In this article, I go through some specifics of the relationship between *blockchain *and *hashing*, and how these are being used for cryptocurrencies like *Bitcoin*. First I look at what blockchain is and how it is being applied. Following this, I unpack some of the intricacies of hashing algorithms.

Blockchain technology is not necessarily monetary by its creation, rather *hash pointer *to the previous block in the blockchain. A given blockchain functions based on the verification of a *hash *and *digital signatures*. Hashing is a way for the blockchain to confirm its current state, therefore a digital signature is required so that the transaction is only made once by the owner of the address and approved by the recipient.

## Hashing as a Vital System

Cryptocurrencies like Bitcoin and Ethereum, primarily rely on two computational processes: *hashing *and *blockchain technology*. It is the revolutionary application of these technologies that is making decentralized currency and peer-to-peer transactions secure and increasingly appealing.
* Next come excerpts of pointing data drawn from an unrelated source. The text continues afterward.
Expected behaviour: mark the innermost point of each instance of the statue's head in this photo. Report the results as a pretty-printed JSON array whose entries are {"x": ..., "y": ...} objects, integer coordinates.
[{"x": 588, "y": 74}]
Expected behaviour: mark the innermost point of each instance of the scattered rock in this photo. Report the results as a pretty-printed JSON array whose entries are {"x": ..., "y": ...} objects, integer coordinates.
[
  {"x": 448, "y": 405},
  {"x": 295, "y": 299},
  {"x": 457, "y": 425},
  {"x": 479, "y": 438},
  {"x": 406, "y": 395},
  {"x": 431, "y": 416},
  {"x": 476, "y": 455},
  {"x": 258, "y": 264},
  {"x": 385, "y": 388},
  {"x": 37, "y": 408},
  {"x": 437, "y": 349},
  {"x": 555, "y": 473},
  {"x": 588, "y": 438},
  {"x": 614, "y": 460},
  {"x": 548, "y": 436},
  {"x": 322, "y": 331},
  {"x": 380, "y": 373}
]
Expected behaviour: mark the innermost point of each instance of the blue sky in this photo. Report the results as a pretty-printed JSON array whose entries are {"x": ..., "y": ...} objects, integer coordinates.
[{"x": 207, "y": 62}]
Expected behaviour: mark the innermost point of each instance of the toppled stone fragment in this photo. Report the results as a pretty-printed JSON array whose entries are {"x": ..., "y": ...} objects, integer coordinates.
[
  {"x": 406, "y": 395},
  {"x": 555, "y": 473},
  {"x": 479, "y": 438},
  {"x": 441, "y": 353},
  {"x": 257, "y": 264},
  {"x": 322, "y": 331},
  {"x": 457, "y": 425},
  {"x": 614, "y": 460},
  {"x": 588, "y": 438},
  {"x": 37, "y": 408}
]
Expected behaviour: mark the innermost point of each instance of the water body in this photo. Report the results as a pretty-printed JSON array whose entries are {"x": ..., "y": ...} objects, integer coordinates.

In a blockchain, the hash of a previous block in a sequence is a tamper-proof sequence because as a function of the design, a hash is very sensitive. So, to change any variable of any one of the hashes in a given block would cause a domino effect, altering all of the previous transactions in the block. Blockchain hashes are defined as *deterministic *because the input data will produce the same result each time.

Blockchain technology is not unique to cryptocurrencies, it is a technology that is used in many electronic transactions. However, Bitcoin’s algorithm has applied hashing and blockchain by relying on the participation of autonomous networks, all of which are taking part in the production and confirmation of *hash transactions*. Hash transactions are approved by way of *proof-of-work* as well as checked against the mutual consensus of the participating networks. Once a transaction is approved it is can be added to the public ledger along with other approved transactions. As mentioned, an important application of blockchain technology is that currencies can be decentralized and peer-to-peer. To be sure, blockchain is not always decentralized, as third parties like banks and credit card companies utilize this technology as well.

Simply put, Blockchain *is *a *public decentralized ledger*. The benefit of such a system is that it has great potential to be monitored by multiple beneficent networks, rather than rely exclusively on a trusted third party and centralized currencies. At its best, blockchain technology applied to cryptocurrency makes a reduction of corruption within both decentralized *and *centralized currencies possible. This is because it relies on a fellowship of participation, rather than resting solely on traditional financial institutions. Bitcoin is simply an example of a cryptocurrency that trades on the technology of hashing and blockchain, with the central goal of establishing a modern decentralized cryptocurrency.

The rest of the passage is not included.